Think of how phone numbers are split into pieces instead of written as one long string. The same numbers suddenly feel simple because they’re grouped.
In marketing chunking keeps people from feeling overwhelmed. Short lines, grouped features, and clear sections make your message easier to follow and more likely to stick.
Long story short, smaller chunks make the brain process information faster.
Chunking Guide
Chunking Research
Cowry Consulting helped Mitchells & Butlers raise average spend by 13pence.
They found the menu was overloaded. Mains took up 2/3 of the page, starters and desserts only 1/6, and there were too many dishes. Eye-tracking showed people ignored whole sections and got distracted by floral graphics.
Cowry fixed this by giving each section equal space, cutting the number of dishes, and chunking the options into clear groups (meat / eteaks / veggie & vegan / fish).
Chunking reduced overwhelm and made choosing faster. They also repositioned the floral graphics so they pulled attention to the start of each section, not away from it.
Chunking Examples

1. Wikipedia
Wikipedia is chunked with sections and an outline so you can jump to the chunk you need.
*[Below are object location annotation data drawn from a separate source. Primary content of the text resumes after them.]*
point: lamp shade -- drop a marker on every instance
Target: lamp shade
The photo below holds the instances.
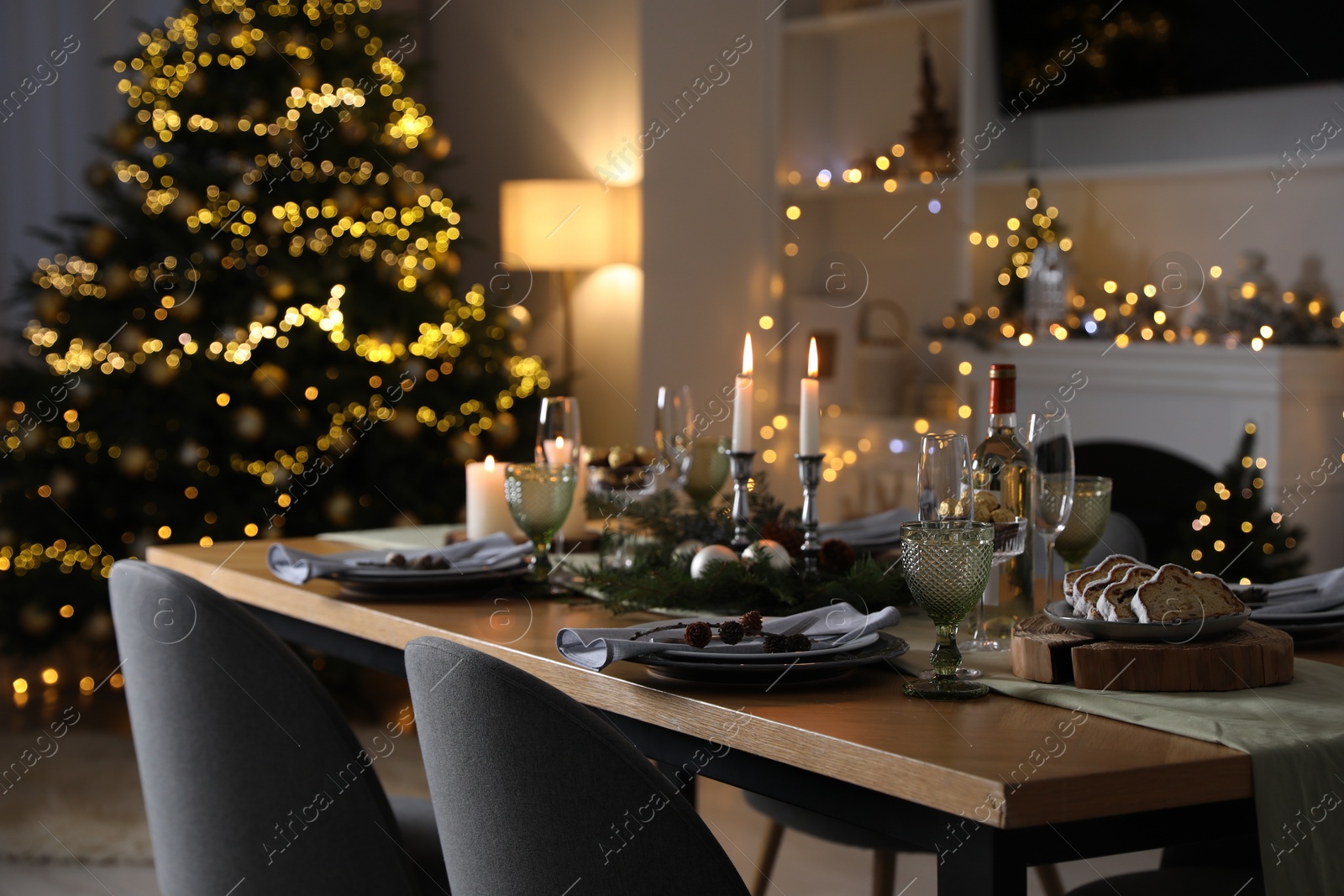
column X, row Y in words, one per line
column 570, row 224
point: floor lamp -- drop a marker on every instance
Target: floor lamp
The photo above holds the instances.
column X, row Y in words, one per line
column 564, row 228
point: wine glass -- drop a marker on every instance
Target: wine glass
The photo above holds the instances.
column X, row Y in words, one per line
column 539, row 496
column 1010, row 542
column 558, row 439
column 1086, row 520
column 1052, row 445
column 947, row 569
column 705, row 466
column 672, row 427
column 944, row 479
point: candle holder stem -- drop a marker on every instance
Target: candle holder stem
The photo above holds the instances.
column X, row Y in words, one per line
column 741, row 506
column 810, row 473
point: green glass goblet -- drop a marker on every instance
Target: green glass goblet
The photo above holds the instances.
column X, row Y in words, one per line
column 539, row 496
column 947, row 569
column 705, row 466
column 1086, row 521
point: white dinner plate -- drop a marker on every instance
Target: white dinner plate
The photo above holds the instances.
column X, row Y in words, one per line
column 1062, row 614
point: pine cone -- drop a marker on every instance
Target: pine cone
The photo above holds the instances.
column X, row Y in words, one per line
column 785, row 535
column 786, row 642
column 837, row 555
column 698, row 634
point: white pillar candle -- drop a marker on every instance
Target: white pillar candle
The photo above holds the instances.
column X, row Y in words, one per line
column 487, row 511
column 743, row 402
column 810, row 406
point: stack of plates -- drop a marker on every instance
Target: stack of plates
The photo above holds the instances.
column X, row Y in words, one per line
column 746, row 664
column 1310, row 609
column 369, row 582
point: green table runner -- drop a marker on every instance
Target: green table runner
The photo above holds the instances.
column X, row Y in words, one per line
column 1294, row 735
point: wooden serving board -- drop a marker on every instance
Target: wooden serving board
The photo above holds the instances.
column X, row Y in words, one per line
column 1249, row 658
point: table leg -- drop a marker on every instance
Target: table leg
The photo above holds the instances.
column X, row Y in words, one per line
column 676, row 774
column 983, row 866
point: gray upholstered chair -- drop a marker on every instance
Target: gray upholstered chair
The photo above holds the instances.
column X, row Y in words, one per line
column 248, row 768
column 535, row 794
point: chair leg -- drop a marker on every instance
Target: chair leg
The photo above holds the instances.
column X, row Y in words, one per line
column 1048, row 878
column 769, row 852
column 884, row 873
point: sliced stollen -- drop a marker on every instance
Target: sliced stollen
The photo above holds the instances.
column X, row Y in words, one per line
column 1070, row 580
column 1113, row 604
column 1088, row 602
column 1099, row 571
column 1175, row 595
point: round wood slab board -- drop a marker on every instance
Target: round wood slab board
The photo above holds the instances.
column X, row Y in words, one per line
column 1249, row 658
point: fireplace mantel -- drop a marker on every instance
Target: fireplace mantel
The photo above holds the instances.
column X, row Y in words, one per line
column 1195, row 402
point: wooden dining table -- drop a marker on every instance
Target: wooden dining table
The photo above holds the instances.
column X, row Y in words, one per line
column 994, row 786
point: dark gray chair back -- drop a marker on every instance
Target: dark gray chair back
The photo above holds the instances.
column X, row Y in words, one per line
column 253, row 781
column 535, row 794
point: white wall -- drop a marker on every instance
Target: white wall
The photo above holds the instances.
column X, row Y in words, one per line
column 528, row 90
column 60, row 121
column 709, row 197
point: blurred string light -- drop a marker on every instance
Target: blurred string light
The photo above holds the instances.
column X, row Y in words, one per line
column 1104, row 311
column 266, row 195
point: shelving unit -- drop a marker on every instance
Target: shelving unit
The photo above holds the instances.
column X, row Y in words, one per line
column 848, row 90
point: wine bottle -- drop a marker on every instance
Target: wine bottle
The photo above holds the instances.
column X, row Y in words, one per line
column 1001, row 466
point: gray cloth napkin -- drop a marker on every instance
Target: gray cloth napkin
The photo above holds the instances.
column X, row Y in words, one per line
column 479, row 555
column 879, row 528
column 1308, row 594
column 827, row 626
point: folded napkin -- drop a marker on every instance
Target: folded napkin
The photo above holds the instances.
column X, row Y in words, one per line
column 879, row 528
column 827, row 626
column 479, row 555
column 1310, row 594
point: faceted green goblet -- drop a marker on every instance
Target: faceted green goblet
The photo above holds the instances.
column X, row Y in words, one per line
column 1086, row 521
column 539, row 496
column 947, row 570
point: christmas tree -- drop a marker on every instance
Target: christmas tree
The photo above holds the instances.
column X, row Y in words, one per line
column 259, row 332
column 1234, row 533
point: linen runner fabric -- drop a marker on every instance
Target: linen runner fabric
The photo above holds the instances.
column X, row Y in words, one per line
column 837, row 625
column 1294, row 735
column 297, row 567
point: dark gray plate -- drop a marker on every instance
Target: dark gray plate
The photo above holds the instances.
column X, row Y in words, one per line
column 1062, row 616
column 753, row 674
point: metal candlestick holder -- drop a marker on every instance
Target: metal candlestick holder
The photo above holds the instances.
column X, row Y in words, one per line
column 810, row 473
column 741, row 506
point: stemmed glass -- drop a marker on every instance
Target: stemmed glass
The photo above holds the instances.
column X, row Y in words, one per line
column 705, row 466
column 1010, row 540
column 1052, row 445
column 672, row 426
column 558, row 438
column 1086, row 520
column 947, row 569
column 539, row 496
column 944, row 479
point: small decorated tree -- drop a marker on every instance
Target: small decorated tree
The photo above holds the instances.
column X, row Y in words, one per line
column 1234, row 533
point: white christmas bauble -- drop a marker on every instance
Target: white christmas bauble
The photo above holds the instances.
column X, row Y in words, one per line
column 687, row 548
column 712, row 553
column 768, row 551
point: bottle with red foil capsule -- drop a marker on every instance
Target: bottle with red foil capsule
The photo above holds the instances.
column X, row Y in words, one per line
column 1001, row 466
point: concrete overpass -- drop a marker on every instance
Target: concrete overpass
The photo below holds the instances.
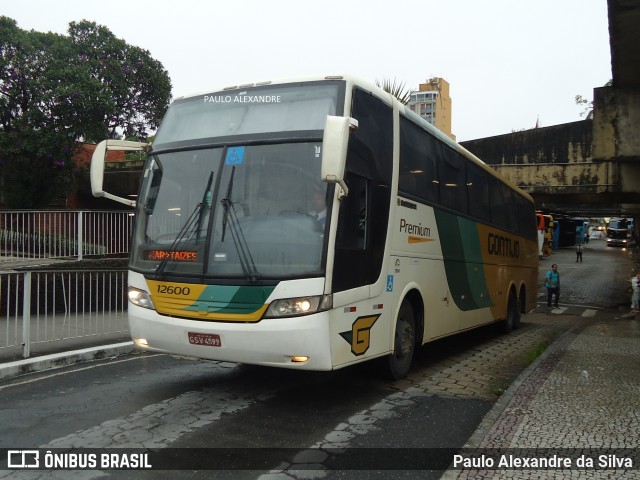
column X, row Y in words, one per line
column 590, row 167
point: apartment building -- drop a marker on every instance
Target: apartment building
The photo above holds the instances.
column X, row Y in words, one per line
column 432, row 102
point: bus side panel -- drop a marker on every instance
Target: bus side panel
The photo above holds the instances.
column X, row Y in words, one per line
column 418, row 258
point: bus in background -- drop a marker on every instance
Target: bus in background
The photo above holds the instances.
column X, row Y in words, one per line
column 549, row 226
column 315, row 224
column 540, row 221
column 618, row 233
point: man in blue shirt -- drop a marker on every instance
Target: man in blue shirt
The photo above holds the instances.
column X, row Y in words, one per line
column 553, row 285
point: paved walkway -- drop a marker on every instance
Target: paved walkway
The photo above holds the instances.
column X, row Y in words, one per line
column 579, row 400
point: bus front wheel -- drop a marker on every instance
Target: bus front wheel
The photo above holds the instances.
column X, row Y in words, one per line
column 397, row 364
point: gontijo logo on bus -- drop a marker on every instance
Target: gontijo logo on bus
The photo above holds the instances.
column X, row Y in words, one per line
column 503, row 246
column 417, row 233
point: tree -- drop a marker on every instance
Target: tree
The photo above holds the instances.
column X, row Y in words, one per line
column 396, row 89
column 56, row 90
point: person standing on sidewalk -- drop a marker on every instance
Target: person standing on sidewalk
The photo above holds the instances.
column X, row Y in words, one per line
column 635, row 293
column 553, row 285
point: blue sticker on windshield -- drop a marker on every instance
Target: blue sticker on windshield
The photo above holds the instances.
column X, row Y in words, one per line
column 235, row 156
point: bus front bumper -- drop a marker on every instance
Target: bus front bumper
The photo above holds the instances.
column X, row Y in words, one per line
column 297, row 342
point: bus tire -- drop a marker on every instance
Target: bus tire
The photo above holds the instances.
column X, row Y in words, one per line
column 397, row 364
column 513, row 313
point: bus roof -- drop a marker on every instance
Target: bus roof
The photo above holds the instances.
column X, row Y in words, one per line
column 387, row 98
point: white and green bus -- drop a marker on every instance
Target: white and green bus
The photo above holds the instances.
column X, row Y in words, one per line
column 317, row 223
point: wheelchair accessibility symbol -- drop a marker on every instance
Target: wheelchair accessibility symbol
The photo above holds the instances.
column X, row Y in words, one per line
column 235, row 156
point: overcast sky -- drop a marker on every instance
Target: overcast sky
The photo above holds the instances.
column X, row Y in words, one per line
column 509, row 62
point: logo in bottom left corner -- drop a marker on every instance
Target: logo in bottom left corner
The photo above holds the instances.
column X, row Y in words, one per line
column 23, row 459
column 359, row 337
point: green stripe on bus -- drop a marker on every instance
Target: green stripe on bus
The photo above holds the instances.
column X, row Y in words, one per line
column 463, row 261
column 231, row 299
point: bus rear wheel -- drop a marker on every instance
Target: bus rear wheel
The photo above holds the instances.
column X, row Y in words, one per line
column 397, row 364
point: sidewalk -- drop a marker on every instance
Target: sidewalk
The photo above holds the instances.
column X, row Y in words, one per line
column 582, row 393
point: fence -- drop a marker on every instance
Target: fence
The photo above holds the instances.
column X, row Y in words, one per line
column 64, row 233
column 37, row 307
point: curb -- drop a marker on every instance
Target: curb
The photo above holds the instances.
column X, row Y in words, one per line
column 57, row 360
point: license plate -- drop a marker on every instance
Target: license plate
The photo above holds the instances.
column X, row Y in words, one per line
column 206, row 339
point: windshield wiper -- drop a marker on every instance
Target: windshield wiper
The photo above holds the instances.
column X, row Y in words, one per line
column 230, row 218
column 193, row 225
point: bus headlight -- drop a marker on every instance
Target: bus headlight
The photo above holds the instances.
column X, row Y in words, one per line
column 293, row 307
column 140, row 298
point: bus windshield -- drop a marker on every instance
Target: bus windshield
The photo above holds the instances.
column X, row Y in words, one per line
column 283, row 108
column 251, row 212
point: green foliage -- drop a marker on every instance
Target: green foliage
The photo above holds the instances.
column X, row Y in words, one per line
column 396, row 89
column 57, row 90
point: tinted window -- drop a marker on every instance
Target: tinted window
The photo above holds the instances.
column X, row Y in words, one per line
column 418, row 171
column 453, row 179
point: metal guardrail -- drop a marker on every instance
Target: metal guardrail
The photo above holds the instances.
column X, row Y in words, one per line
column 42, row 306
column 64, row 233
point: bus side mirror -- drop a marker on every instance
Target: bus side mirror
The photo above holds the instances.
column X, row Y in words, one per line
column 334, row 150
column 96, row 172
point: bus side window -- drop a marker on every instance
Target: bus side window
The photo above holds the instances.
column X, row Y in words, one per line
column 353, row 221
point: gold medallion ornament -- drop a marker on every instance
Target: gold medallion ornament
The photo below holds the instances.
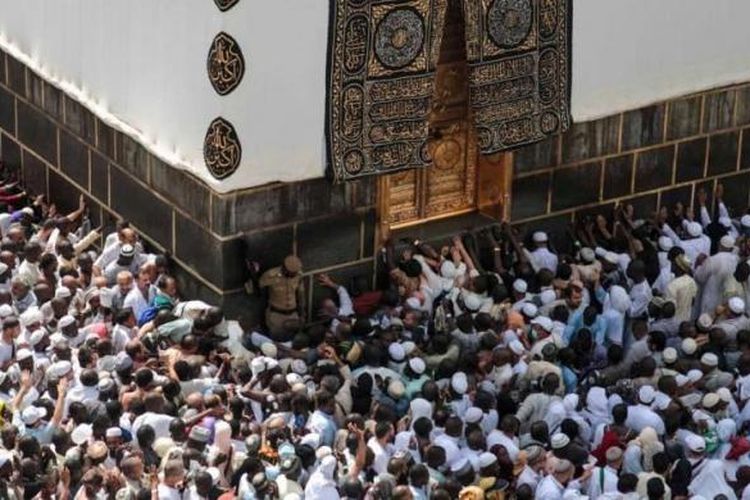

The checkout flow often breaks information into sections like shipping info, then payment, then review. Even within a page, fields are grouped (e.g., billing address fields grouped under a labeled section).
Zero Price Effect Details
Zero Price Effect happens when something free feels way more valuable than it actually is.
When the price drops to zero, the brain stops comparing options and jumps straight to action. Free creates a rush of excitement and safety. It feels like a guaranteed win with no risk.
People grab free samples they don’t need or start free trials they’ll never use. The act of getting something for nothing lights up the brain’s reward system stronger than a discount ever could.
In marketing, “free” isn’t just cheaper, it changes behavior. A free bonus, free shipping, or free trial lowers all resistance and makes offers feel instantly attractive.
Zero Price Effect Guide
Zero Price EffectResearch
Researchers Shampanier, Mazar, and Ariely showed that when something becomes free, people act very differently than when it’s just cheap.
In the study from 2007, people chose between a 15¢ Lindt truffle and a 1¢ Hershey’s Kiss. Most picked the truffle (73%).
But when both prices dropped by 1¢, making the Kiss free, almost everyone switched. 69% now chose the free Kiss, even though the price difference stayed the same.
The same happened in real-world tests: when an item became free, its demand jumped by over 200%, while demand for the better but still cheap option fell sharply. The researchers concluded that “free” creates an emotional bonus, not just a rational price change.
Dan Ariely tested this with Amazon gift cards. People could choose between a $10 card for free or a $20 card for $7.
Even though the $20 card gave more value (+$13 vs +$10), everyone picked the free $10 card. But when both had a small cost (like $1 for $10 or $8 for $20), most chose the $20 card, as logic would suggest.
The moment “free” appeared, choices changed completely, showing how zero breaks normal decision-making.
Zero Price Effect Examples

1. AppSumo
AppSumo offers lots of free (discounted) stuff in exchange for providing your email at checkout. Then they use it to promote their other products to you.